The slow pace has led the European Central Bank to press those lagging behind to speed up their departure. One reason for the concern is that a continued presence in Russia risks exposing banks to U.S. sanctions and heavy fines. The supervisor has asked all banks with large businesses in Russia to "accelerate their risk mitigation efforts by developing a clear roadmap for downsizing and exiting the market
Western sanctions, combined with local regulations and punitive sales taxes, make it difficult for banks to move money out of Russia. Subsidiaries of foreign banks in Russia, of course, have to comply with local rules, which may contradict the ECB's pressure on the parent company. They face the risk of retaliation: the Kremlin sometimes seizes assets of companies or individuals from countries it considers unfriendly.

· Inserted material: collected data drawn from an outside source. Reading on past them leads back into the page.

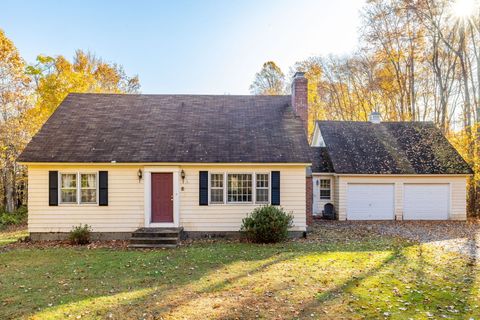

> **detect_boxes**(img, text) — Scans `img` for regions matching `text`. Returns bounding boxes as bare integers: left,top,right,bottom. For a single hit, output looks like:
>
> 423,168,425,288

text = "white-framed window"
80,173,97,204
60,172,98,204
255,173,269,203
227,173,252,203
210,173,224,204
208,172,272,205
320,179,331,200
60,173,77,203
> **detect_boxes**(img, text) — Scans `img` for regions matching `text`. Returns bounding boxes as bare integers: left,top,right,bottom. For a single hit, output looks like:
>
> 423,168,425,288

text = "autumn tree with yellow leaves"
0,29,140,214
251,0,479,215
26,50,140,134
0,29,31,213
250,61,286,95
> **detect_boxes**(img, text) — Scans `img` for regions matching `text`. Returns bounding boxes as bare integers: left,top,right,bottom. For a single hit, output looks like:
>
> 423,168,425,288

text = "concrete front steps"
128,227,183,248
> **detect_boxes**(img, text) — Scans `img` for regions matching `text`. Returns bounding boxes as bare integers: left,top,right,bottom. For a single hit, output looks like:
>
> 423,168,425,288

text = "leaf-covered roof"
313,121,472,174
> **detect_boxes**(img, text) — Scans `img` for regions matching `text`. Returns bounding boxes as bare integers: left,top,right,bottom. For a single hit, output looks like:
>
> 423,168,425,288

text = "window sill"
208,202,271,206
58,203,99,207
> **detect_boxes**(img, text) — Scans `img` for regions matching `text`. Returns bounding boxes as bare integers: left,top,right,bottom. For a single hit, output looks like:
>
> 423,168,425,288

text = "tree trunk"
2,165,16,213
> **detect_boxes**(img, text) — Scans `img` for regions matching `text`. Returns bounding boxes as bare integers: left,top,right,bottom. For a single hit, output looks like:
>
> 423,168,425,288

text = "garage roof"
314,121,473,175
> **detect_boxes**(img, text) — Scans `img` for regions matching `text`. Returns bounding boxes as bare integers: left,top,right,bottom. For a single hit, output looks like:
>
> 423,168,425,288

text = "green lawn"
0,229,479,319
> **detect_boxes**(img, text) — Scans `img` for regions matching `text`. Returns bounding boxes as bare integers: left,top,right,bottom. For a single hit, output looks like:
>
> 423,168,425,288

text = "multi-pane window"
209,173,271,204
80,173,97,203
60,172,97,204
256,173,269,203
227,174,252,203
320,179,331,200
210,173,224,203
61,173,77,203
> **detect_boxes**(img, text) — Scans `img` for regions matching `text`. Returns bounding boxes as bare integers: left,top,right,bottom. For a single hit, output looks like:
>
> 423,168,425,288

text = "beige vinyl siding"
27,164,307,233
336,175,468,221
179,165,306,231
28,165,144,233
333,176,340,214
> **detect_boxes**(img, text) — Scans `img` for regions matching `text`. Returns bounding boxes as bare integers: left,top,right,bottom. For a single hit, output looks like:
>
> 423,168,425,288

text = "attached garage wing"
347,184,395,220
403,184,449,220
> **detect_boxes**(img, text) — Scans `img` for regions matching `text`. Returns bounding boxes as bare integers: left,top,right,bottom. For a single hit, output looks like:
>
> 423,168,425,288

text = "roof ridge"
68,92,292,98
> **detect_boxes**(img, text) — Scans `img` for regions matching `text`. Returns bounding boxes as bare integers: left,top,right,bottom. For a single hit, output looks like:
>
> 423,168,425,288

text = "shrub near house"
68,224,92,245
241,205,293,243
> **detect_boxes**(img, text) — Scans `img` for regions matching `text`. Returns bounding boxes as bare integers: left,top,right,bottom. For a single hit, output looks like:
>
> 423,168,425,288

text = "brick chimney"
291,72,308,135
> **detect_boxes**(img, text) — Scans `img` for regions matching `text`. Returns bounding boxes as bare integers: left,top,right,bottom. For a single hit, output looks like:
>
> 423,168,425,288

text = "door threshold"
148,223,177,228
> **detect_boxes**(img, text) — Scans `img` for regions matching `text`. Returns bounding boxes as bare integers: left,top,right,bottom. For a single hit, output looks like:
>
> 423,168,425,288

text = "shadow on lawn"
298,244,478,319
1,235,478,319
0,237,397,319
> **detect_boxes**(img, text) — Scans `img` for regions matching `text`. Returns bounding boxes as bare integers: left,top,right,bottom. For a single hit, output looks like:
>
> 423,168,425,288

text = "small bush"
240,205,293,243
69,224,92,245
0,206,28,228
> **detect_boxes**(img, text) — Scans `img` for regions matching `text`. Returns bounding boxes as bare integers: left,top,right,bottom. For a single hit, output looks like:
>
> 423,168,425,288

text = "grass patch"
0,231,479,319
0,227,27,246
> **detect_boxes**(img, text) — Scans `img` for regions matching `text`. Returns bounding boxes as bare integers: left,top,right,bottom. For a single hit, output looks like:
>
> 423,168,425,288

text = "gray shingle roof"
19,93,312,163
314,120,472,174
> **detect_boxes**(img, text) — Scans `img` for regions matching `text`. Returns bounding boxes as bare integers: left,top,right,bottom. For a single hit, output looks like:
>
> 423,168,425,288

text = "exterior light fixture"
137,169,143,182
181,169,186,182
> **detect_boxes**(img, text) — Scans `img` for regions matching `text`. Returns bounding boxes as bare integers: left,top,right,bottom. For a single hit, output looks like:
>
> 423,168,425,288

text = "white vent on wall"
369,111,381,124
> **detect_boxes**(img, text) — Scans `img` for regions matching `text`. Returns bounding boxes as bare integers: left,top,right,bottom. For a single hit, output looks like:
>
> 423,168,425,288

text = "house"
18,71,473,242
310,116,473,220
18,73,312,241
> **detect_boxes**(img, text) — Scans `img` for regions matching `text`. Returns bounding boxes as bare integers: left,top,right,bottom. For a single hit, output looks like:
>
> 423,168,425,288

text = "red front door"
151,173,174,223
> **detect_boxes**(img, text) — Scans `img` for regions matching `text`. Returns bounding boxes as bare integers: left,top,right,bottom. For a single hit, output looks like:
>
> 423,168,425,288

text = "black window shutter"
99,171,108,206
49,171,58,206
199,171,209,206
271,171,280,205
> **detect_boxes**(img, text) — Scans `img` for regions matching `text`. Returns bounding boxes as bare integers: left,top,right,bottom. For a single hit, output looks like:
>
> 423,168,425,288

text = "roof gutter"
19,161,312,167
333,173,473,177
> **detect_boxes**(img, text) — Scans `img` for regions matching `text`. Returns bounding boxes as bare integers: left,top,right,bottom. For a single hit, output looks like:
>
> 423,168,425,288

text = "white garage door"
347,184,395,220
404,184,449,220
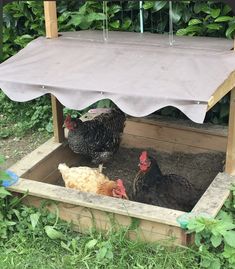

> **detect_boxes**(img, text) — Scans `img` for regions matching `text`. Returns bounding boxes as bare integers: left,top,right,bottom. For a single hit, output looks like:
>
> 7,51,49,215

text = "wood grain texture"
192,172,235,216
225,89,235,175
44,1,58,38
207,71,235,111
123,118,227,153
51,95,65,143
20,194,185,245
8,178,185,227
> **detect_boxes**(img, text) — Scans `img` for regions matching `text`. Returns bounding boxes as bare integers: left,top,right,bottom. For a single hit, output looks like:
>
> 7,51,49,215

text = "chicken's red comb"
116,179,124,186
116,179,126,192
65,114,71,122
140,151,148,162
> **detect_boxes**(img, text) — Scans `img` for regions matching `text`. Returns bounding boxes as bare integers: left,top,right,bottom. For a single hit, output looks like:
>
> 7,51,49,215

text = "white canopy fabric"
0,30,234,123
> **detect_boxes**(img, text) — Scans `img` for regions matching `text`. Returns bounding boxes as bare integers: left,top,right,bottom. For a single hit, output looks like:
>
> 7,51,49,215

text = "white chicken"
58,163,128,199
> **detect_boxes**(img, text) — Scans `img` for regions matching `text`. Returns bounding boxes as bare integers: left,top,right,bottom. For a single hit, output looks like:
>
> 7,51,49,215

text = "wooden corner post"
44,1,65,143
225,39,235,175
225,88,235,175
44,1,58,38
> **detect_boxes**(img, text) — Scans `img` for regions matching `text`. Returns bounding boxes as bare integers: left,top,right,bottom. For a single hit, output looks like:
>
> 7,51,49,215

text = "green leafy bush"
187,185,235,269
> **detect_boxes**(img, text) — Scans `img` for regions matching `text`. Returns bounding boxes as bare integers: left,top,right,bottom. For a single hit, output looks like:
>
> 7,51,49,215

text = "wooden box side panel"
192,172,235,217
123,118,227,154
22,195,187,246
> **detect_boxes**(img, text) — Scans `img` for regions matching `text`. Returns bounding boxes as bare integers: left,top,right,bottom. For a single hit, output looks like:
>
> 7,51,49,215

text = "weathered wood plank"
21,195,185,245
207,71,235,111
124,120,227,153
8,178,184,227
121,133,224,154
44,1,58,38
225,89,235,175
51,95,65,143
192,172,235,217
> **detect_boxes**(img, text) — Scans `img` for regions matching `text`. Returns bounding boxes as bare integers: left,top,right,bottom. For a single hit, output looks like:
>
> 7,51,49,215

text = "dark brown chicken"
132,151,200,212
64,108,126,164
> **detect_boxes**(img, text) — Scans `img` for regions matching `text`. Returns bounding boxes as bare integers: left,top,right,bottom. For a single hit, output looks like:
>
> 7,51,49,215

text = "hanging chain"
139,1,144,33
169,1,174,46
103,1,108,41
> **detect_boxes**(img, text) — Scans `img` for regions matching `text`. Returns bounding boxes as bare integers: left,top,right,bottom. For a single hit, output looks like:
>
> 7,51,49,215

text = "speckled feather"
67,108,126,164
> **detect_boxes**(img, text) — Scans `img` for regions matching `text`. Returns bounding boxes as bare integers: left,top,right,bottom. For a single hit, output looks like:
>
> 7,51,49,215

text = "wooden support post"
225,89,235,175
44,2,64,142
44,1,58,38
51,95,65,143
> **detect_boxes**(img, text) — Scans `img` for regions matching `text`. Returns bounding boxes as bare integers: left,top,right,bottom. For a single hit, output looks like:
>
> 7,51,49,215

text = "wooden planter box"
8,116,235,246
3,1,235,246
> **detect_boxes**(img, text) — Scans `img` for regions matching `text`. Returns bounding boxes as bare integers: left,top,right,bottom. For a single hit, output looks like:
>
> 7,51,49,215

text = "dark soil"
56,147,225,210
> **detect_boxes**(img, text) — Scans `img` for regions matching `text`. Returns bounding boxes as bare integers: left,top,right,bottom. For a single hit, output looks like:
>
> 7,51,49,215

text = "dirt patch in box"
56,147,225,209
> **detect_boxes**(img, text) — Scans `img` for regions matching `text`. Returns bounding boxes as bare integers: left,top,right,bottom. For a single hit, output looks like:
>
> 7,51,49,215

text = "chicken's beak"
123,193,129,200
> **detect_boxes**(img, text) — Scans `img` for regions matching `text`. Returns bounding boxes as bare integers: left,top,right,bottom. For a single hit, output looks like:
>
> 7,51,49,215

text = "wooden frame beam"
43,1,64,142
225,89,235,175
207,72,235,111
51,95,65,143
44,1,58,38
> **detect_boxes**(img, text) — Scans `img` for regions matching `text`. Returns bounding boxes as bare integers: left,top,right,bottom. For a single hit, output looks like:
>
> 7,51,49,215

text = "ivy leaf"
215,16,233,22
224,231,235,247
206,23,223,30
211,234,222,248
222,5,232,16
86,13,106,23
108,4,121,14
122,18,132,30
171,4,182,23
153,1,167,12
188,19,202,26
226,23,235,38
211,8,221,19
176,28,188,36
109,20,120,29
68,15,83,27
142,1,154,10
210,259,221,269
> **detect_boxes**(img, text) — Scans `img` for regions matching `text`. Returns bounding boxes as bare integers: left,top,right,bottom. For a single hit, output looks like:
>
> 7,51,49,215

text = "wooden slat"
51,95,65,143
207,71,235,111
8,178,184,227
21,195,185,245
128,117,227,137
192,172,235,216
121,133,218,154
124,120,227,153
43,1,58,38
225,89,235,174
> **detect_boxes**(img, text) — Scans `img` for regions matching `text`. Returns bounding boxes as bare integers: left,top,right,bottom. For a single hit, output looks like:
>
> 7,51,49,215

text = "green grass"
0,224,200,269
0,196,200,269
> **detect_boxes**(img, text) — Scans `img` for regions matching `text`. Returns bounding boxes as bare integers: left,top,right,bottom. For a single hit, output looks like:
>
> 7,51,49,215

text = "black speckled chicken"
132,151,200,212
64,108,126,164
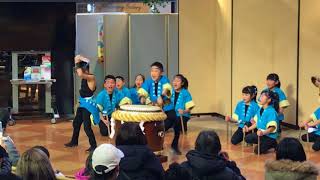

The publication emphasizes that the only major EU bank that has made a complete breakup is France's Société Générale SA, which is selling its largest Russian subsidiary. After the sale of two smaller units, Société Générale reduced its staff in Russia by more than 99%.
At the same time, even after Deutsche Bank AG reduced its employees in Russia, the bank made higher profits last year than in 2021. This process is quite typical for those who still hold funds in Russia. For example, the profits of a subsidiary of the Austrian Raiffeisen Bank International more than tripled, and Intesa's profits increased about 20 times.
At the same time, the profits of the Austrian Raiffeisen Bank International subsidiary have more than tripled, and Intesa's have increased about twentyfold. For some banks, "the contribution to profits is higher than before the war. Bloomberg Intelligence analyst Tomasz Nocel believes that there is a high risk of unintentional violation of sanctions.
American banks have faced similar problems. Citigroup Inc. suspended almost all institutional banking services in Russia early last year, although it still has $7 billion tied up in the country. JPMorgan Chase & Co. says it had about $350 million stuck in Russia as of March.